Bill exclamó entonces con una voz como de adolescente mientras escupía migas de todo tipo, color y tamaño: “Santa Claus, ¿eres tú?” Se quedó mirando a aquel anciano, el anciano miraba con una expresión cada vez más seria a Bill mientras el silencio se hacía cada vez más prolongado e incómodo. “...No, ¿verdad?”, tuvo que corregir entonces Bill. Cayó entonces en que la figura que se había presentado de repente en su casa coincidía curiosamente con la de aquel personaje que tanto aparecía en sus viejos libros de religión de la EGB, ese omnipresente, omnisciente, omnipotente y presumiblemente omnívoro ente llamado Dios.

“Dios, ¿a santo de qué apareces en mi casa, de pronto, de golpe y porrazo, usando toda esta parafernalia divina?”, dijo Bill, aunque es difícil saber las palabras exactas, pues su voz era temblorosa y dubitativa, algo comprensible, desde luego, porque no a todos se nos presenta Dios, así, sin venir a cuento, mientras tratamos de ver monos luchando por nobles causas como son los territorios llenos de estiércol. Fue entonces cuando este personaje barbudo y bonachón y ante todo, divino, se acercó al bueno de Bill para decirle:

“Eustaquio”, he aquí su verdadero nombre, por fin, aquel con el que lo bautizaron y no con el que se hace llamar, “vengo para encomendarte una misión divina en mi nombre. Te ordeno que salgas a la calle y empieces a hablar a la gente de tu encuentro con mi divina persona, y les dirás que si la humanidad no recupera su fe y abandona sus violentas formas desataré mi ira y volveré a ser aquel Dios vengativo que en otros tiempos causó catástrofes y epidemias con el fin de que vosotros, mi creación más perfecta, se comporte como Yo mando, caramba. ¿Has entendido bien?”

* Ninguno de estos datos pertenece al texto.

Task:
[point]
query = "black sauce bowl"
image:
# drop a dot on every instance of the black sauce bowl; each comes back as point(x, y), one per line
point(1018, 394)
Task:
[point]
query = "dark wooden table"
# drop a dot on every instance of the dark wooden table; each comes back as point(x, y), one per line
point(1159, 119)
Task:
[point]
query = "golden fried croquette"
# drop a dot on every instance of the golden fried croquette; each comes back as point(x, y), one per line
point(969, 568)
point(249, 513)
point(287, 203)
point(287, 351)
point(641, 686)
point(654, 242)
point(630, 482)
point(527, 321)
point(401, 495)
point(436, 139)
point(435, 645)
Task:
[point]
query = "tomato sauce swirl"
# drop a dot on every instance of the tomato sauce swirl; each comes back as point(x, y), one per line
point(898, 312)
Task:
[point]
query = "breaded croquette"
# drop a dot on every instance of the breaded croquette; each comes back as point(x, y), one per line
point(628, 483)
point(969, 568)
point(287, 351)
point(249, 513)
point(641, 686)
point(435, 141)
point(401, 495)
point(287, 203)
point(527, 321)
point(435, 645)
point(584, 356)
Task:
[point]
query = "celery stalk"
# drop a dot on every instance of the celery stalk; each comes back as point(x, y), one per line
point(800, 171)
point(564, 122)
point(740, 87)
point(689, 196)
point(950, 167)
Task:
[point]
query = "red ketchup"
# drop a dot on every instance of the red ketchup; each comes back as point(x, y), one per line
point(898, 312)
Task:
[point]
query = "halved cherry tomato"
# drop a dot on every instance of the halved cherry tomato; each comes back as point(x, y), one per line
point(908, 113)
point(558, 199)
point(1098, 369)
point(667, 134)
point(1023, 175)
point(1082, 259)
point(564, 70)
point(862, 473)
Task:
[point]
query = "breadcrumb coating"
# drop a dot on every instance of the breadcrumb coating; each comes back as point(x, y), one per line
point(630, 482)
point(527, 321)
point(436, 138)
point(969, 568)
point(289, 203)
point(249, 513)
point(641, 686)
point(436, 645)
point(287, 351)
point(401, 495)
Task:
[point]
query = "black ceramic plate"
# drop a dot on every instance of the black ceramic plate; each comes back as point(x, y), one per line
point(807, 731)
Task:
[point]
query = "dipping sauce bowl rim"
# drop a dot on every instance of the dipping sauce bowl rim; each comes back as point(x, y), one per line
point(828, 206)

Bill miró a aquel Dios que tan claramente hablaba de mandar a tomar por saco a todos si la cosa no se arreglaba de una puñetera vez y se dijo para sí: “Madre mía, que papelón”. Antes de que pudiera responder, sin embargo, la luz se apagó, los acordes dejaron de sonar y el viento de soplar, haciendo desaparecer también a Dios. Como vino, se fue. Bill se quedó con una cara de memo mirando al infinito, pues no podía creerse lo que acababa de suceder en la salita de su propia casa. Una aparición, nada menos, y divina. Y él que no sabía si salir a la calle a gritar como un poseso o llamar al programa de Iker Jiménez para por lo menos salir por la caja tonta y saludar a su madre.

Se hizo el silencio, aunque todavía sonaba de fondo los gruñidos de unos monos atizándose unos a otros. Bill, tras limpiarse las babas con su muñeca desnuda, se dio la vuelta y contempló a los simios que seguían pegándose y mordiéndose. Se acercó al sofá, se sentó en él, agarró el mando a distancia con su mano izquierda, su paquete con la derecha y mientras se quedaba impávido mirando aquella escena dijo en voz alta, como si alguien pudiera escucharla: “Mañana me pongo con eso”.


Moraleja (que alguna hemos de encontrar): Estamos jodidos, amigos. Si no se lo creen, lean un periódico y me cuentan.

2 comentarios:

Pepe dijo...

Eso es justo lo que le pasó a Juan Manuel de Prada.

J.A. Carmona dijo...

Esta me ha gustado mucho, el final es letal. ¿Te inspiraste en alguien para hacerlo?


Amos, que es cierto, nos vamos a la mieeeldaaaa!!!